Plaintiff has not plausibly alleged that any statements or actions by the NCSEAA are in any way
connected to any mistreatment in 1994 by NCSU, nor has she plausibly alleged that NCSEAA's
actions were taken in retaliation for plaintiffs earlier complaints. In other words, plaintiff has
failed to plausibly allege that NCSEAA's actions were intentionally discriminatory or were taken
because plaintiff had previously complained of sex discrimination. See, e.g., [DE 10 at 12] Pl's
Mem. Opp. (noting that NCSEAA's actions may or may not have been the result of intentional
bias). She therefore cannot rely on her January 2017 discovery to breathe life into the three-year
limitations period which is otherwise applicable under Title IX.

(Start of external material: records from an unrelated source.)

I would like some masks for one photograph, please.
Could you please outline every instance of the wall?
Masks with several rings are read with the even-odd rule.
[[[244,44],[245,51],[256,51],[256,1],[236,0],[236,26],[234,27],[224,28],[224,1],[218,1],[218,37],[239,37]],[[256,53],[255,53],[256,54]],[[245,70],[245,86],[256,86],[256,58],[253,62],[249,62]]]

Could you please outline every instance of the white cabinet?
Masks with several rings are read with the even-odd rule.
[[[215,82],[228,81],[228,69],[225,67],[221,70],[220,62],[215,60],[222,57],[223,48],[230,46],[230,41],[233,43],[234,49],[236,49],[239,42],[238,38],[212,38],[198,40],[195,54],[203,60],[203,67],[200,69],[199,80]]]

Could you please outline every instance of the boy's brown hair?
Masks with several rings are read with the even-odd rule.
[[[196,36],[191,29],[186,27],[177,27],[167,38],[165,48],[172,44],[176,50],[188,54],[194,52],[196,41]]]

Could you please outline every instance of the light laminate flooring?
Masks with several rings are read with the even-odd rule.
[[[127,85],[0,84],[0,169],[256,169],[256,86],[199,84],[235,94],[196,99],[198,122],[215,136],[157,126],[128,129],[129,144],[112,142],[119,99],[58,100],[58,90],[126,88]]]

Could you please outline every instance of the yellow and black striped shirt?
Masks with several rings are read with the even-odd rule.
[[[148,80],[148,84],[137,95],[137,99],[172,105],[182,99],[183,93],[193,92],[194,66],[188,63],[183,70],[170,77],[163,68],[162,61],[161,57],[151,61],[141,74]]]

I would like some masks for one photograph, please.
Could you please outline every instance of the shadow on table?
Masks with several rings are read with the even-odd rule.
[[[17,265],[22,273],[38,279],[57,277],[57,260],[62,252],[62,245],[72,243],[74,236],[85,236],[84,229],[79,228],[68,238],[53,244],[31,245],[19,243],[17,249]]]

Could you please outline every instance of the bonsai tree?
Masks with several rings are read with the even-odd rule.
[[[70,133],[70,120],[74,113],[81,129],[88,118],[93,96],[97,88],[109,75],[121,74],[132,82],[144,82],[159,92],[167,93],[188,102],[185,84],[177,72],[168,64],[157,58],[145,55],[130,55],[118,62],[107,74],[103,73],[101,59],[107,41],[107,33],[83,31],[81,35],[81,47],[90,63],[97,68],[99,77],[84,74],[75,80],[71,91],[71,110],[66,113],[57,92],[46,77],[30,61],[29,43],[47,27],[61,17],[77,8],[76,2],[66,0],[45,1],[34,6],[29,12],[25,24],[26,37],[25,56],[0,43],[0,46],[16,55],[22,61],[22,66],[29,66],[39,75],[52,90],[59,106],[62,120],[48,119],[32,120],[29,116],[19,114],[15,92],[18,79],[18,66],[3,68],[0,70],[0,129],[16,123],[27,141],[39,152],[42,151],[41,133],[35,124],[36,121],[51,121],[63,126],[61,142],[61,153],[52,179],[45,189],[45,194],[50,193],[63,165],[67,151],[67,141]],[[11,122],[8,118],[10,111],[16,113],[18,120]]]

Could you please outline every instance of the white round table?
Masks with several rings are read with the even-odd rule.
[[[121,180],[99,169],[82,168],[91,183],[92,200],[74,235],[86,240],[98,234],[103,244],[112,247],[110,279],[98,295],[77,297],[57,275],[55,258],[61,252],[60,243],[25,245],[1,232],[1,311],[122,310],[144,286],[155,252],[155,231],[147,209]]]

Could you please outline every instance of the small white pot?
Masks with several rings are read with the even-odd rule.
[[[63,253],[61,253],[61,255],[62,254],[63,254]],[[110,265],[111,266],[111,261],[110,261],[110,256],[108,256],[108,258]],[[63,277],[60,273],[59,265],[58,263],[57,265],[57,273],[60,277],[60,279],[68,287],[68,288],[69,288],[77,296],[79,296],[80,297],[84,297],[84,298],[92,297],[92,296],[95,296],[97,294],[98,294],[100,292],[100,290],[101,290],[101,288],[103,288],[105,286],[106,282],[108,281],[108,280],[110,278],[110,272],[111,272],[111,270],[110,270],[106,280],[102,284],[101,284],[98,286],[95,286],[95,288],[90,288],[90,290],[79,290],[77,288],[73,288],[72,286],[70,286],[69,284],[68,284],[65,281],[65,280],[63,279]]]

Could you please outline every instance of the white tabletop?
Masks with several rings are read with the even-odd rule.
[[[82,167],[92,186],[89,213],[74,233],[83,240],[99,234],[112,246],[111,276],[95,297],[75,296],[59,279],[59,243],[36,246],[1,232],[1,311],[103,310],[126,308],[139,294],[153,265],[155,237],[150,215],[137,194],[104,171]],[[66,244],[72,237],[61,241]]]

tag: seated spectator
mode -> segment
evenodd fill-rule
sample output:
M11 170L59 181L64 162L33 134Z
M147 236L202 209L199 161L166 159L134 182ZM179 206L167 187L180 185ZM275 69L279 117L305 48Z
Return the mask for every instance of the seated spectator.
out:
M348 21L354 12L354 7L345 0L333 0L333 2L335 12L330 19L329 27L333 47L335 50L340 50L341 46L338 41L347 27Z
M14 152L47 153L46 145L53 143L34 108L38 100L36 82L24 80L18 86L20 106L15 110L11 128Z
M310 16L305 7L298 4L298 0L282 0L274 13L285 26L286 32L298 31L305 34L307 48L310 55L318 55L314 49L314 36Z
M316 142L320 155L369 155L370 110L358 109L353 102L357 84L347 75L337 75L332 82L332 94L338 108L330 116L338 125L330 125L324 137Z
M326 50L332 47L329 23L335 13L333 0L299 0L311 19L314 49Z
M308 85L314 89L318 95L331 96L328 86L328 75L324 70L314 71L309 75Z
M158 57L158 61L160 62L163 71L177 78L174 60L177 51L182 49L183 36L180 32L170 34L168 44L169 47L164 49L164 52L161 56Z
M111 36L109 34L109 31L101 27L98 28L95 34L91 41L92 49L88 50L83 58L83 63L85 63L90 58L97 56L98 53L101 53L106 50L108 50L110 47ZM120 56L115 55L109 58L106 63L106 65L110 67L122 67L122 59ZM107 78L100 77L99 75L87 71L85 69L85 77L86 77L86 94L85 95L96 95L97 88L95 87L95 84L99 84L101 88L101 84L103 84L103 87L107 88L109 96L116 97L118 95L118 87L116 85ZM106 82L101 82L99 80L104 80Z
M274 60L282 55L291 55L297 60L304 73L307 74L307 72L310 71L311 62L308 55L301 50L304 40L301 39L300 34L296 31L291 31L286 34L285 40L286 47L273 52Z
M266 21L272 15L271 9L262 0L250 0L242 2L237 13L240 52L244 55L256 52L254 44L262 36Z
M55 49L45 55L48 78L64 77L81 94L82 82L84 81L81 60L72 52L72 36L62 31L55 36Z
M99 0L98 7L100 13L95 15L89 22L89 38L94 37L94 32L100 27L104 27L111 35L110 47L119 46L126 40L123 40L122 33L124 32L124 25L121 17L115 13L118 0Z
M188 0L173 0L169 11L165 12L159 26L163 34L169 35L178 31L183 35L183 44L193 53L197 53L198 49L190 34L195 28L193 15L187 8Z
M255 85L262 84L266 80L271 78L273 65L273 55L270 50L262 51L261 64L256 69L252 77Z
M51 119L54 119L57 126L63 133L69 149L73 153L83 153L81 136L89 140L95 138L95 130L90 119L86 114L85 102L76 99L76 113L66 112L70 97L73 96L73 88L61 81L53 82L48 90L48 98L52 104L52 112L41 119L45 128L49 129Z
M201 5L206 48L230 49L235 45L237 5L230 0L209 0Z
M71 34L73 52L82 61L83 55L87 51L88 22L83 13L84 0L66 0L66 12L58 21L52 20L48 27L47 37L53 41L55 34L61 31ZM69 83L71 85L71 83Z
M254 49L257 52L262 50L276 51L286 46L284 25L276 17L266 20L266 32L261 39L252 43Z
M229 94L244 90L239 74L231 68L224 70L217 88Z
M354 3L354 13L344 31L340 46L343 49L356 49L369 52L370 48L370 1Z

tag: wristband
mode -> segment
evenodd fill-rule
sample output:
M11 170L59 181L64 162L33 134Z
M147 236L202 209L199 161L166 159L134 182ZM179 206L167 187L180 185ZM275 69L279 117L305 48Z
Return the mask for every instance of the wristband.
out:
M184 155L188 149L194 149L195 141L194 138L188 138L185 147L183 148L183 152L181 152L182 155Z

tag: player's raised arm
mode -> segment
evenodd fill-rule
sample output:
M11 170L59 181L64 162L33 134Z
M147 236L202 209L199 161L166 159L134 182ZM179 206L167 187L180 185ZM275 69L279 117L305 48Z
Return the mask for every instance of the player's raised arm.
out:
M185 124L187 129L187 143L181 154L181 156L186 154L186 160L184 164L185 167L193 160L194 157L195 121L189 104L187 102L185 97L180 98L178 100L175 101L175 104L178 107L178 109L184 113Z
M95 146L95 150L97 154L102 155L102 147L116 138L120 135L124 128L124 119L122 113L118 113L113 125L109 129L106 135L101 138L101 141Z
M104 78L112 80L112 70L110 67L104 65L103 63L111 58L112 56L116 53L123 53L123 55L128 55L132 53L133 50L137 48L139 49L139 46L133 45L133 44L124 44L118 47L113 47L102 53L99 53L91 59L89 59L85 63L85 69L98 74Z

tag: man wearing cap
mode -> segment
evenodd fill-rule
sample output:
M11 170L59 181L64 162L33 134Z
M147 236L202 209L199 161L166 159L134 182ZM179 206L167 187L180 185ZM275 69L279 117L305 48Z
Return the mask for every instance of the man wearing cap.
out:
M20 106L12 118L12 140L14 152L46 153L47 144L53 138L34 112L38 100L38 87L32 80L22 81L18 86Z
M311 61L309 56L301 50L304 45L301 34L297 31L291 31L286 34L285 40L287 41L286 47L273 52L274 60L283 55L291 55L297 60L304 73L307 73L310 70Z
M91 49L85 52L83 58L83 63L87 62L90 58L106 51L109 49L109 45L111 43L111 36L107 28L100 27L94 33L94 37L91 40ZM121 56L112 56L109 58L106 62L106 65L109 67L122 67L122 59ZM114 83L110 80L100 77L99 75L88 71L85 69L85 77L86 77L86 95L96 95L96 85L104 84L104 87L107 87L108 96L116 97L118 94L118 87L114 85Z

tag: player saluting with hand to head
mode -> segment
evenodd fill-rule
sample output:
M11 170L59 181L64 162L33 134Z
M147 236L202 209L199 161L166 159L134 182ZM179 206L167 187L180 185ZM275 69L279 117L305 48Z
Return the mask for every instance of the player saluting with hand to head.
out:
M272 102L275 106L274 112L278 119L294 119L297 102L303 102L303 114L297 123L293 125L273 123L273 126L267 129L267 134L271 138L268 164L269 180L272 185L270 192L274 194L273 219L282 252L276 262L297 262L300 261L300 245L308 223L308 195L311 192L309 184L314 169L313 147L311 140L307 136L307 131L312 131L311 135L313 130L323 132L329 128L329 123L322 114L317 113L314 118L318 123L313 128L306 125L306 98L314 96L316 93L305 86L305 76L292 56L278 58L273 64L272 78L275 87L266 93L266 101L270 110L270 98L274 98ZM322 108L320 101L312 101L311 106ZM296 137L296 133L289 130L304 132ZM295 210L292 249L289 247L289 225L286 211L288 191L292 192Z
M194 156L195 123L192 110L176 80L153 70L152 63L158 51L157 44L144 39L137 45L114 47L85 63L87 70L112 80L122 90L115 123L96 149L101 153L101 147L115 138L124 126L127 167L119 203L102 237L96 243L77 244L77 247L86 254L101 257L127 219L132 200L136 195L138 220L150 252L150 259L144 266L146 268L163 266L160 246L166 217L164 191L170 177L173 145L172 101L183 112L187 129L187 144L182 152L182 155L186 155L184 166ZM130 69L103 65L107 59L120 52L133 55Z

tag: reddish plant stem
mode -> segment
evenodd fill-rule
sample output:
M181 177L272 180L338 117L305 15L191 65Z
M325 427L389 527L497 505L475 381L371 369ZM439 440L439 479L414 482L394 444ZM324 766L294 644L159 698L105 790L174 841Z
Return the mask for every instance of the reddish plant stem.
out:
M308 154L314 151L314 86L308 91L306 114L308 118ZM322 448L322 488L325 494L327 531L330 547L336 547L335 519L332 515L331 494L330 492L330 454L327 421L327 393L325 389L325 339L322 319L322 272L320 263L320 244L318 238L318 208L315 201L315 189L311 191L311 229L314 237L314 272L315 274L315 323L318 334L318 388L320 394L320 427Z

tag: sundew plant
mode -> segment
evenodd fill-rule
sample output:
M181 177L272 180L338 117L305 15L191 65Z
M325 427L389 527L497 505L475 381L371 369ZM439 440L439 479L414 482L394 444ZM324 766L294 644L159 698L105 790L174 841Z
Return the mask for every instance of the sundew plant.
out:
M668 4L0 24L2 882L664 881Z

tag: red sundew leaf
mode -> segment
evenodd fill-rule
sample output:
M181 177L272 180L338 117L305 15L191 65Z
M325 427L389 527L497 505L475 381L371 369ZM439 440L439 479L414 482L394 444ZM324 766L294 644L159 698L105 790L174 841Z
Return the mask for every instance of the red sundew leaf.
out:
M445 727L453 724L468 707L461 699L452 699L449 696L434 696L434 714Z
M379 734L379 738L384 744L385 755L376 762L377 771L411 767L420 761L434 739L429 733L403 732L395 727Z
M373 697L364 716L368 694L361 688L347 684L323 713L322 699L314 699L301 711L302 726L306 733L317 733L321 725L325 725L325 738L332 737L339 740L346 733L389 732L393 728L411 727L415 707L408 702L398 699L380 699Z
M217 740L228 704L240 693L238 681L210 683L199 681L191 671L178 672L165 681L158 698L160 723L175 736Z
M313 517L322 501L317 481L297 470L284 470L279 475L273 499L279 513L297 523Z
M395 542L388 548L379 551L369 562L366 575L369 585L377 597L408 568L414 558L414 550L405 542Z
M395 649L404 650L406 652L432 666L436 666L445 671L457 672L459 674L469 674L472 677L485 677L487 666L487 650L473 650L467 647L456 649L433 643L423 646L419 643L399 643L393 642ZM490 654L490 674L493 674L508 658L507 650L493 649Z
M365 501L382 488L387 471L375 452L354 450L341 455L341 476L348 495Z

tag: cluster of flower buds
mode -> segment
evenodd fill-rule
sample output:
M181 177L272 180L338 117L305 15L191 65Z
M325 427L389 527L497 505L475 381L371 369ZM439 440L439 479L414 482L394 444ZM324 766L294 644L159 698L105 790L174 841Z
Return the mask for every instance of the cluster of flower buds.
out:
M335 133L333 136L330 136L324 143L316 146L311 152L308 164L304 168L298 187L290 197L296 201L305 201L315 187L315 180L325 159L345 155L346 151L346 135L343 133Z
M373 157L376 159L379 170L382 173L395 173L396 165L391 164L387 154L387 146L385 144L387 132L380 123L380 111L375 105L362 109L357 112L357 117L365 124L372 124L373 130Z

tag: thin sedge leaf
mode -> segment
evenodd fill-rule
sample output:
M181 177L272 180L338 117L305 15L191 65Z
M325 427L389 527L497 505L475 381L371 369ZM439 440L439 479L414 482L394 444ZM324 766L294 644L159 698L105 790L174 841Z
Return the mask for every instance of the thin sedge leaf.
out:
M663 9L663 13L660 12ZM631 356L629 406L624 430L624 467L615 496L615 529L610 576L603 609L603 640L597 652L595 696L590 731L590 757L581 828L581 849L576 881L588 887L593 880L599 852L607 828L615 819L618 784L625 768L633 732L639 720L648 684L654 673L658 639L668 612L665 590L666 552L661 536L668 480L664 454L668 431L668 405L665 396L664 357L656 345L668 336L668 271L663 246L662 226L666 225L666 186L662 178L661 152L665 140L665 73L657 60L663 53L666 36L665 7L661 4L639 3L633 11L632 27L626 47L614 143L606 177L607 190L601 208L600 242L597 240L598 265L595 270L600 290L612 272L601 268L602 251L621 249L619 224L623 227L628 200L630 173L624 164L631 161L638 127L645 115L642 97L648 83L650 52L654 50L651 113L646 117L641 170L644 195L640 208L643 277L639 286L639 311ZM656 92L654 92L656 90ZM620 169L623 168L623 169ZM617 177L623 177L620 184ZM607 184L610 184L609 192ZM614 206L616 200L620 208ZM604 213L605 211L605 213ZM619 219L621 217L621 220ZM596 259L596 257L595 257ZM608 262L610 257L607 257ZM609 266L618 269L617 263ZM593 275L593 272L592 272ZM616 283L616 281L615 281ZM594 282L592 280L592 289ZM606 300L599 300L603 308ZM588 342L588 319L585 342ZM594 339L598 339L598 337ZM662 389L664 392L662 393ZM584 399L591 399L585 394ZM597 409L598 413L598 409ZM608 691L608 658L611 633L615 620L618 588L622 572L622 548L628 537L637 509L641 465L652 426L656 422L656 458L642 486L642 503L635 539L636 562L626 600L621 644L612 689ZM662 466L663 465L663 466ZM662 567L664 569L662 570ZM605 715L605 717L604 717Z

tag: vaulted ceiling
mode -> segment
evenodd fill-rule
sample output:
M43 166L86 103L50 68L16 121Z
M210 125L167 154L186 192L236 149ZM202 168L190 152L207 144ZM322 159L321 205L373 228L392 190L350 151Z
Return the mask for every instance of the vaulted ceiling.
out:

Further, although not raised as a defense, the Rule 12(b)(6) dismissal of plaintiffs prior
complaint in this Court is preclusive of plaintiffs claims arising out of her 1994 Ph.D. program
termination that plaintiff again raises here, despite that she attempts to rely on new evidence of
continued discrimination. See Federated Dep't Stores, Inc. v. Moitie, 452 U.S. 394, 398, 399 n. 3
(1981) (dismissal for failure to state a claim is final adjudicatipn on the merits for purposes of res
judicata); see also Clodfelter v. Republic ofSudan, 720 F.3d 199, 209 (4th Cir. 2013) (court may
consider resjudicata defense sua sponte). Finally, plaintiffs bare allegations concerning breach
of contract and deprivation of due process arising out of her termination from the Ph.D. program,
as well as her bare allegation of fraud against an employee of the NCSEAA, fail to state a plausible
claim for relief.
In sum, plaintiffs claims against the State of North Carolina itself are barred by Eleventh
Amendment immunity and plaintiffs claims under Title IX are either time-barred or she has failed
to state a claim. This court's prior judgment is further preclusive of plaintiffs allegations arising
out of her 1994 termination from the College of Veterinary Medicine, and plaintiff has failed to
provide any factual allegations which would support a claim for breach of contract, deprivation of
due process, or fraud, and she has therefore failed to state a claim upon which relief can be granted.
It is for these reasons that defendant's motion to dismiss [DE 7] is GRANTED and plaintiffs
complaint is in its entirety DISMISSED.
SO ORDERED, this _i_ day of February, 2018.